BC students are affected by the growth policies of Boston in more immediate ways, as well. Over the course of the 20-year Menino administration, the arts community is just one of many Boston constituencies that has become disgruntled with the way the BRA has functioned. Along with other area universities, BC has faced difficulties in working with the BRA, which has typically been both opaque and reticent to approve new building projects.

For example, the recent effort to obtain approval from the BRA for the construction of a new dorm on the site of the current More Hall was fraught with political wrangling. Members of the Allston-Brighton community exerted their influence through their Boston City Council representative in order to delay the BRA’s approval of BC’s building plans until after the University agreed to an extensive benefits package for the community, despite the fact that the development is set to be on the University’s own land and is a fair distance from the affected community.

While campaigning for mayoral office, Walsh offered a new vision for development in Boston. He said that he planned to overhaul the BRA soon after entering office and replace it with a new, more transparent institution-what he called the Boston Economic Development Authority. This was a bold plan, given the vested interest in continuing business as usual. In the past few months, Walsh has hinted that he might not move so quickly to replace the BRA.

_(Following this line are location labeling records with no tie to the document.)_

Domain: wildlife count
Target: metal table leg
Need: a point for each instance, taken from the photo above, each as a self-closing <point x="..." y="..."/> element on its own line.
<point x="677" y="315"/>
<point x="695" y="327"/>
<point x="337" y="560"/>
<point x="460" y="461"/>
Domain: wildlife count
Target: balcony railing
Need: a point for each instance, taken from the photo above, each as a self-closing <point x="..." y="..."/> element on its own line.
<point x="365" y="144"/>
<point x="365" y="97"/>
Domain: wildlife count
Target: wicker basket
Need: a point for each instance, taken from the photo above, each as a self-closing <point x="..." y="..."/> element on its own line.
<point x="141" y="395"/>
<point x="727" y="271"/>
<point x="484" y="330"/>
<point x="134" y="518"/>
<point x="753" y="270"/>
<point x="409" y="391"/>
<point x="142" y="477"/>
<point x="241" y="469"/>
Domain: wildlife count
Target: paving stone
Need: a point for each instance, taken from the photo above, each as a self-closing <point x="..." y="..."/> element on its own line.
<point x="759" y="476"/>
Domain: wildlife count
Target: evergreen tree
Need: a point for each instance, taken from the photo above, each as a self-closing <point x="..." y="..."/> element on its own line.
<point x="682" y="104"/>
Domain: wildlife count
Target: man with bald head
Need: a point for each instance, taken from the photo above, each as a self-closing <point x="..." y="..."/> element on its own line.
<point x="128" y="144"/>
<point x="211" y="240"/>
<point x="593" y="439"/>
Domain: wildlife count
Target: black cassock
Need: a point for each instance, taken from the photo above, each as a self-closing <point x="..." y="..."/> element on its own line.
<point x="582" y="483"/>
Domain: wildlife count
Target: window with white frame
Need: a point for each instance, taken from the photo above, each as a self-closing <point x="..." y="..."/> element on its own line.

As he has just entered office and has experience working directly with the BRA as a representative of a buildings trade union, Walsh has an unprecedented opportunity to offer the Boston community a fresh commitment to independent development. The chance to reform such a powerful and wide-reaching government institution, one with a significant and immediate impact on the city of Boston and its surrounding environs, should not be wasted. If and when Walsh moves forward to reform the BRA, he should include those previously underrepresented parties who have significant stakes in construction, including university administrators and members of the local arts community.